View attachment 205709
I would like to suggest another approach to improving cave instruction that I have used in a very different context.
I first used this approach accidentally when I was teaching a writing class at the Colorado School of Mines, one of the top engineering schools in the world. Even though it has extremely high admissions standards, I was surprised by the large number of punctuation errors in the writing of these supposedly elite students. My approach was to review drafts and require corrections of such errors. One day I decided to use an approach in which, rather than underline the error, I would write in the margin the page and item number from their writing handbooks that dealt with the error(s) contained in that line. Then they would have to look up the rule and figure out where it applied in their writing. It sounded like a lot of work when I started, so I made notes on where I could find each error in that handbook as I went so I wouldn't have to search for it the second time I found it. When I was done with the entire batch of papers from two sections of students, I was shocked to find that I had compiled a list of exactly four rules being violated. In other words,
all that massive amount of punctuation errors was in reality only four errors being repeated over and over and over and over again.

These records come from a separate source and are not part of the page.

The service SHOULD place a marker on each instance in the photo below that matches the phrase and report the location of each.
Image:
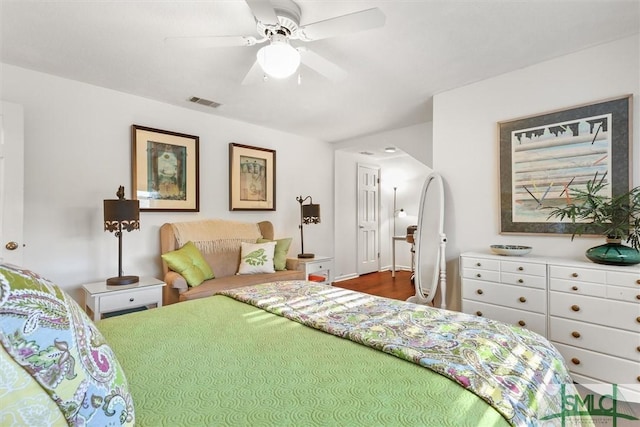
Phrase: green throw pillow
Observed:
(280, 255)
(188, 261)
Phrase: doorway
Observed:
(368, 211)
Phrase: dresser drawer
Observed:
(524, 268)
(624, 294)
(595, 310)
(577, 274)
(611, 341)
(578, 288)
(121, 301)
(526, 319)
(619, 278)
(600, 366)
(519, 279)
(519, 297)
(480, 263)
(474, 273)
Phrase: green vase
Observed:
(613, 253)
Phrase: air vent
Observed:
(204, 102)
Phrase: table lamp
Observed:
(309, 214)
(118, 215)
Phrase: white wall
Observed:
(466, 151)
(77, 153)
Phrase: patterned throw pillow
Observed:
(280, 254)
(188, 261)
(45, 332)
(256, 258)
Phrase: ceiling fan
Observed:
(278, 22)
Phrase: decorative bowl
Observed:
(511, 250)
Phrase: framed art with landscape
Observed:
(252, 178)
(544, 158)
(165, 170)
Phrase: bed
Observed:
(300, 353)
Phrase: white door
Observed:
(368, 219)
(11, 182)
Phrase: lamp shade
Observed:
(311, 214)
(279, 59)
(121, 212)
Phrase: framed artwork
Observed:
(544, 157)
(165, 171)
(252, 178)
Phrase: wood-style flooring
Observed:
(381, 284)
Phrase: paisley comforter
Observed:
(516, 371)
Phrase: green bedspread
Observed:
(216, 361)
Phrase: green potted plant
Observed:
(617, 218)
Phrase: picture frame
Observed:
(165, 170)
(544, 157)
(252, 178)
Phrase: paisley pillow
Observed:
(51, 338)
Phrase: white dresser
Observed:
(513, 290)
(590, 312)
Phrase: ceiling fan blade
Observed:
(263, 11)
(321, 65)
(345, 24)
(201, 42)
(255, 75)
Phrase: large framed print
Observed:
(165, 170)
(544, 157)
(252, 178)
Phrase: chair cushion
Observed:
(189, 262)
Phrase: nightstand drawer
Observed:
(121, 301)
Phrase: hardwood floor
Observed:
(381, 284)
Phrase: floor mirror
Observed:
(430, 242)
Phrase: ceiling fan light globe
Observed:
(278, 60)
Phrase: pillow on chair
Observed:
(188, 261)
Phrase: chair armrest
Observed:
(176, 281)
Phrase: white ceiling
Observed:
(424, 48)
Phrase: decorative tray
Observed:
(511, 250)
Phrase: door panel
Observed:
(368, 219)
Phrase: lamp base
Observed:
(122, 280)
(306, 255)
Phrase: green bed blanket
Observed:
(216, 362)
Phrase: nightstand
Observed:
(100, 298)
(318, 269)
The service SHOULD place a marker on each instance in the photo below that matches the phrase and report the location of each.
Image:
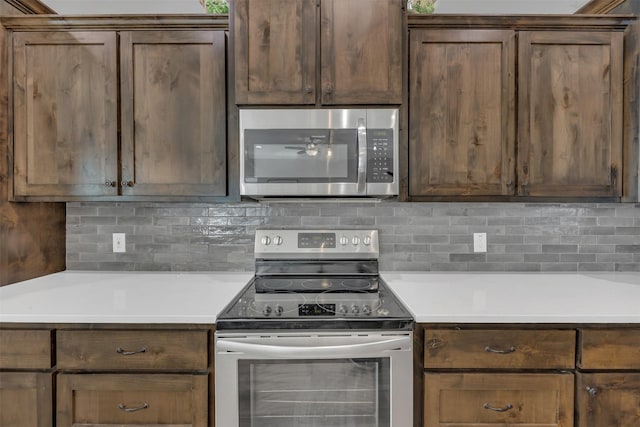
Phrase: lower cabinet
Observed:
(26, 399)
(132, 400)
(472, 399)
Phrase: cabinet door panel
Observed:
(570, 114)
(65, 114)
(361, 52)
(462, 117)
(173, 113)
(608, 400)
(532, 400)
(108, 399)
(26, 399)
(275, 51)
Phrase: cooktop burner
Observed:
(315, 280)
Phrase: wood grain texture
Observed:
(94, 399)
(26, 399)
(65, 121)
(462, 113)
(274, 51)
(32, 236)
(153, 350)
(25, 349)
(608, 399)
(609, 349)
(479, 349)
(570, 114)
(173, 113)
(459, 399)
(361, 52)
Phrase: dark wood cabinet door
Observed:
(461, 113)
(570, 113)
(65, 113)
(173, 113)
(608, 400)
(26, 399)
(275, 51)
(361, 51)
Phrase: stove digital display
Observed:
(316, 309)
(317, 240)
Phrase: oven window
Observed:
(314, 393)
(301, 155)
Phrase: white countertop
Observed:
(519, 297)
(171, 298)
(120, 297)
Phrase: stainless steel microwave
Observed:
(318, 152)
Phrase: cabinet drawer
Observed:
(610, 349)
(536, 349)
(25, 349)
(26, 399)
(498, 399)
(141, 350)
(123, 400)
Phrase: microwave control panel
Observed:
(379, 155)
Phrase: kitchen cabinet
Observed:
(133, 377)
(327, 52)
(570, 113)
(609, 381)
(122, 113)
(506, 108)
(26, 378)
(498, 377)
(461, 113)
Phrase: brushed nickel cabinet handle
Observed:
(593, 391)
(509, 350)
(123, 352)
(124, 407)
(496, 409)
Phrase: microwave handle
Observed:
(362, 156)
(332, 351)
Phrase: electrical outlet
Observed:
(479, 242)
(119, 242)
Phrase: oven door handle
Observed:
(330, 351)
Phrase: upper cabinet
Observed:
(124, 113)
(570, 113)
(506, 108)
(326, 52)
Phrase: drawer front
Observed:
(503, 349)
(26, 399)
(127, 350)
(25, 349)
(123, 400)
(465, 399)
(610, 349)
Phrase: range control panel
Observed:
(309, 244)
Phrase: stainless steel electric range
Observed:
(316, 338)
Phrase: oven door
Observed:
(309, 379)
(303, 152)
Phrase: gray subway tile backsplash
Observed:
(521, 237)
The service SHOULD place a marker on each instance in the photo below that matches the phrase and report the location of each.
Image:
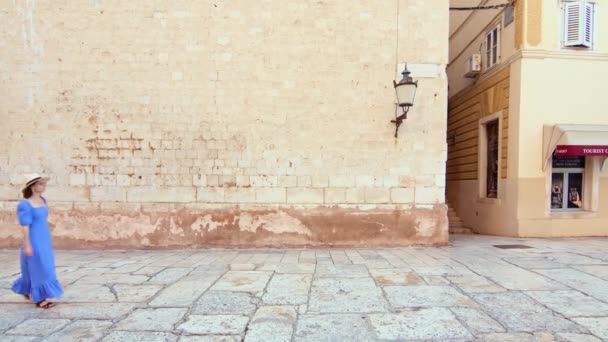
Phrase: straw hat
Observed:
(32, 179)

This totally changed my approach to the problem. The next day I spent 15 minutes of class time teaching those four rules, and that 15 minutes of effort pretty much eliminated punctuation errors for the entire class for the rest of the term.
So how does that apply to this thread?
I keep reading again and again that people are seeing all kinds of poor instruction all over the place, much like my seeing punctuation errors all over the place. Perhaps it would be a good idea to make a list of precisely what is being seen. As I think back on this thread, the only things I recall being mentioned are primarily related to buoyancy and trim, with a little bit on kicking skills. People kneel to put in jumps because they don't have good control over buoyancy and trim.
What if an honest analysis of the problems were to indicate that all the problems people are seeing come down to a couple of skills, especially buoyancy and trim? If that is the case, then the question for the thread could change completely. Instead of asking how the agencies can deal with all this crappy instruction, you can ask how the agencies can change instructional practices to improve instruction in buoyancy and trim.